25年前、模型屋で
鉄道模型の基本セットをお年玉で買って以来、次がほしいけど買えない日々が続いていた。
ある日、友達のH君がエアガンを見にいくから、一緒に行こうと行ってきた。中学一年生のころだったと思う。
僕たちの目的はカタログだった。お店のカウンターに置いてある、商品がまとめてみられる本のカタログだ。
僕は鉄道模型のカタログを、H君はエアガンのカタログを買うことにした。
お小遣いの何百円かで夢が広がるを買ってしばらくは楽しもうと言い合った。
目的の地方の駅前の模型屋、そこそこ規模も大きく、カウンターは奥からラジコン、鉄道模型、エアガンと別になっていた。、
そのカウンターとは反対側に、プラモデルがたくさん積み重なっている店だった。
店員も奥のラジコンは店長、鉄道模型、エアガンにはそれぞれ、お兄さん店員がいた。
それぞれ忙しいときは手伝うような感じだったが、担当が緩やかに決まっている雰囲気ではあった。
店に入ってカウンターが空いた頃を見計らって、H君を前にエアガンのカウンターに行った。
「このカタログください」
店員は「ここに『店内用』って書いてあるでしょ。あげられないよ」とあっさり言った。さっきまで優しそうな顔だったのにちょっときつい言い方だった。
Hくんの言いたいことが伝わっていないことは僕にはわかった。でも、他になんて言っていいか、とっさにはわからなかった。
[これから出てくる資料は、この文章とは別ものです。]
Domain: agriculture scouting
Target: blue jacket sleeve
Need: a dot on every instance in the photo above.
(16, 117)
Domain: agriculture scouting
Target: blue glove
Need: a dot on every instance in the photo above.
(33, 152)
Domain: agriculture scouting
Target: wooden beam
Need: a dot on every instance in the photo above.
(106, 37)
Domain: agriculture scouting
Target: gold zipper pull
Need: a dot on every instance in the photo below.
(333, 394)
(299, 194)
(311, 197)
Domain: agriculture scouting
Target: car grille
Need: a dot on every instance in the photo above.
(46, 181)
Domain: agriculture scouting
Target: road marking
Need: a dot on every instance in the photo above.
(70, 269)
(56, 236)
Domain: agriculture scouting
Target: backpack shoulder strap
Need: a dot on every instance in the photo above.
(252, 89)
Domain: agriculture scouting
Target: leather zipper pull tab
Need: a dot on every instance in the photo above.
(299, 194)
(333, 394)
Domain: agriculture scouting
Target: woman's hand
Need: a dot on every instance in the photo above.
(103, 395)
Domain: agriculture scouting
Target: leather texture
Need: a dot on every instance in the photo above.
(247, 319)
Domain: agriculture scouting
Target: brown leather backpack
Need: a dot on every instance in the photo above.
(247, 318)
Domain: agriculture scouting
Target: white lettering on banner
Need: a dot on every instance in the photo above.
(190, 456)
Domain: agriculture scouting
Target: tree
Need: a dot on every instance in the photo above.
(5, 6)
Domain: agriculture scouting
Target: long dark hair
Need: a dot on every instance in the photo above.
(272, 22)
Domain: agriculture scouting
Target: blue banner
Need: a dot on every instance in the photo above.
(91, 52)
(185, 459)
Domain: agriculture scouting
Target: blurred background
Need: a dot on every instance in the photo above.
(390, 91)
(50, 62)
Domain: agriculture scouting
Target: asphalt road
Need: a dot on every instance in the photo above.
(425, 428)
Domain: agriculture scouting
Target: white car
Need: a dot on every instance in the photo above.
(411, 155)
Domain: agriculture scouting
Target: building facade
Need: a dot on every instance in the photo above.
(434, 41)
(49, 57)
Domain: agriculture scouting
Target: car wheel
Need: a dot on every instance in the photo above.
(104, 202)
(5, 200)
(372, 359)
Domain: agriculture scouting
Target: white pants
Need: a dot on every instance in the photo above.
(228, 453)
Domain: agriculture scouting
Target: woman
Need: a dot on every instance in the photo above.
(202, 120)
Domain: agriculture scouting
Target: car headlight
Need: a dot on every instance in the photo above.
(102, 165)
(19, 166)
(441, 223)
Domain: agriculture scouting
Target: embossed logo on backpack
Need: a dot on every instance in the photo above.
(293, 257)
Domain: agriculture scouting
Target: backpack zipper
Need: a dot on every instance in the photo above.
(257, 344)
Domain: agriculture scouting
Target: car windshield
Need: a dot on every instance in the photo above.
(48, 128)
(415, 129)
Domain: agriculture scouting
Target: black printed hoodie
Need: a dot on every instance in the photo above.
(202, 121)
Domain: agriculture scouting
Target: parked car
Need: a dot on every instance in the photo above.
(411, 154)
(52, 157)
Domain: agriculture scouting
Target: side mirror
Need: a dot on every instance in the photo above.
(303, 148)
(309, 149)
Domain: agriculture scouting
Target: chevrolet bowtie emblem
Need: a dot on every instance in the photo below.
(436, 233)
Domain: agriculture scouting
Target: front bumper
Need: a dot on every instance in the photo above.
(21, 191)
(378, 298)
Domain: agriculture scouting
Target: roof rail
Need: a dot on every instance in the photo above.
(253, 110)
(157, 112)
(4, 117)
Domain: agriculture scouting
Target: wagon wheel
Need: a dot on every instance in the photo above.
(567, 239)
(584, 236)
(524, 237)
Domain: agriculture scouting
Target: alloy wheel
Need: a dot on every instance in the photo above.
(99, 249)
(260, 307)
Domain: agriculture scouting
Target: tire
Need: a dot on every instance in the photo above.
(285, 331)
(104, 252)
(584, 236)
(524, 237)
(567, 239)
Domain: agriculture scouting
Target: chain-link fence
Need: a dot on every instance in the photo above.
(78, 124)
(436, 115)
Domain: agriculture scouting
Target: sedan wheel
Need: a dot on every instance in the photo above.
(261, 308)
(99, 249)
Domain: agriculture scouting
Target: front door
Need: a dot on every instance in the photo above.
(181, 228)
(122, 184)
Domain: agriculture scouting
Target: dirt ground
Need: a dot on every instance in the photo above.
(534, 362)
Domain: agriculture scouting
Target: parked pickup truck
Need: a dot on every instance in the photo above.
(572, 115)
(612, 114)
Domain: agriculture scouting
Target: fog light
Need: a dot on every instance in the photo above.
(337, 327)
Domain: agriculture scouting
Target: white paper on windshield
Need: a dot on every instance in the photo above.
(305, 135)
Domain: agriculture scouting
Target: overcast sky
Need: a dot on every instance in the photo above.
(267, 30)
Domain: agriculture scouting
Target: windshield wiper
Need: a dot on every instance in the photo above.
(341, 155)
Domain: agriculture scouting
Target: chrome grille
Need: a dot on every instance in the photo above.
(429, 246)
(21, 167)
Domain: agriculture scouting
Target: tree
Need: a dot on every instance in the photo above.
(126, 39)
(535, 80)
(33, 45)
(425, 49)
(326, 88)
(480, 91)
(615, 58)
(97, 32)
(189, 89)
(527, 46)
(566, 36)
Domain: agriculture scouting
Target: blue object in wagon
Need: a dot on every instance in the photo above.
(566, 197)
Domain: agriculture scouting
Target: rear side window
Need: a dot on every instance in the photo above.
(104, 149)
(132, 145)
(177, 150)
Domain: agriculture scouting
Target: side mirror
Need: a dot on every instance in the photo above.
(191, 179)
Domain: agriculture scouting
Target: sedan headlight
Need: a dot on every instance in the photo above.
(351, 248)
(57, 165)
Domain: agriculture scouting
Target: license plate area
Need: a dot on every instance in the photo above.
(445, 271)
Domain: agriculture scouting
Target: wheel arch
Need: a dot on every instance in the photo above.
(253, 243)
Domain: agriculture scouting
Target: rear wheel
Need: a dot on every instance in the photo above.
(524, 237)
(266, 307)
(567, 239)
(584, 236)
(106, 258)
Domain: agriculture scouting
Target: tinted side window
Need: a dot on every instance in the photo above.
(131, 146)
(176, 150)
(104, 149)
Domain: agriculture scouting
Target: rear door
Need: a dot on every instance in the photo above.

ちょっと重い雰囲気になってしまったけど、今度は僕を先頭に鉄道模型のカウンターに行った。こっちのお兄さんは、さっきのお兄さんよりもちょっとぼそぼそしゃべる。大丈夫かなと思った。
「このカタログください」
「あるにはあるけど、もう少ししたら、来年のがでるよ。どうする?」
鉄道模型において、カタログは一つの商品だった。毎年更新ということもそのとき知った。
H君は買えなかったのに、僕だけ買うのはちょっと気が引けた。
「今度にします」というと、お兄さんは「これ、あげるよ、ホントは売り物だったんだけど」といってメーカーから出てる小冊子のバックナンバーをHくんの分と二冊くれた。もらった本は、友達と読んだ後も、穴が開くほど何度も読んだ。
今になるとどちらのお兄さんの立場もわかる。エアガンは子供にはまだ早いと考えたのか、鉄道模型は将来のお客として考えたのか。たまたま忙しかったのか、暇だったのか。エアガンのカタログはお店では売っていない書籍で、鉄道模型のカタログは商品だったのか。でも、横で見ていた僕はそのときは残念に感じたし、Hはもっとかわいそうだった。